Right from the moment drawings of organically curved furniture modules appeared in the office, Caddens Corner caught our eye as a project with the potential to be iconic. The carefully curated design by Nettleton Tribe spoke of community focus, with thought for diverse usage and pushing the boundaries of construction to achieve a unique space and identity. Seeing some intriguing puzzle pieces and wavy forms start to appearing in the factory,  the entire botton and gardiner team were keen to see the final result of the custom furniture package delivered to Caddens Corner, and it didn’t disappoint!

From undulating forms rising out of the carefully laid contrasting flooring, pleasing pops of greenery and a colour palette that feels like a warm hug, the project was positively received by the client and community alike. Inspired by the project images, we reached out to Min Sean Saw from Nettleton Tribe for a project feature on how this incredible project came around and what their design process was inspired by.

What was the brief for this project?

“To create a centre to service the needs of a growing community within Caddens and its surrounding neighborhood. The design focuses on creating unique, dynamic spaces for a mix of retail and complimentary uses providing everyday convenience to support the expanding population.”

Tell us a bit about the materials and palette

“One of the important considerations throughout the design development was maintenance. We aim to design something with low maintenance and selected materials with earthy tones such as brick, Corten and timber to respond to the context.”

The forms of the furniture are reminiscent of waves or ribbons, what inspiration did you draw on in creating these flowing surfaces?

“The site was previously a drive-in cinema, the design of external area (ie.
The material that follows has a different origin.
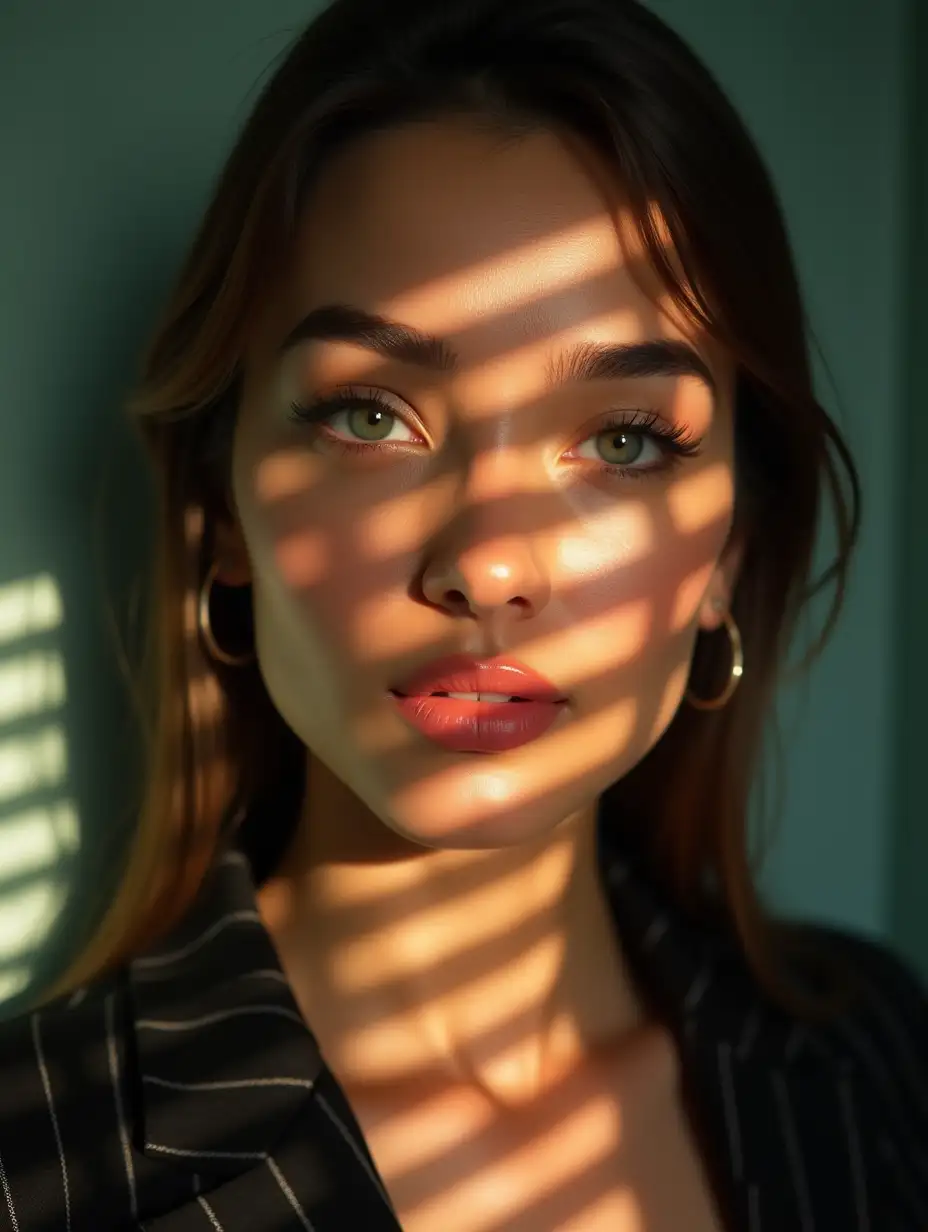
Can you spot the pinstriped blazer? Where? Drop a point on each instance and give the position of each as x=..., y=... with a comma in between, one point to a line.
x=187, y=1094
Floor pattern, furniture) evolves from ‘film reel’ as a concept.”

The unusual curved surfaces create different ways to interact with the seating, how are some of the ways you imagined people to use the space?

“We saw the potential to make some furniture to interact with the users during the process of exploring the shape.”

How has the furniture been received?

“It was great to see some children playing around the furniture as we intended/ imagined people to use.”

What was the most challenging part of this project?

“It would be how to design and ensure it can be delivered not going over budget”


Working closely with Nettleton Tribe and the awarded contractor Mainbrace, botton and gardiner took the original concept designs and interpreted them for manufacture using a mix of standard product parts from the FGP bench frame and combining with custom fabricated elements, keeping a close eye on budget constraints whilst maintaining the feel and intention of the original scope.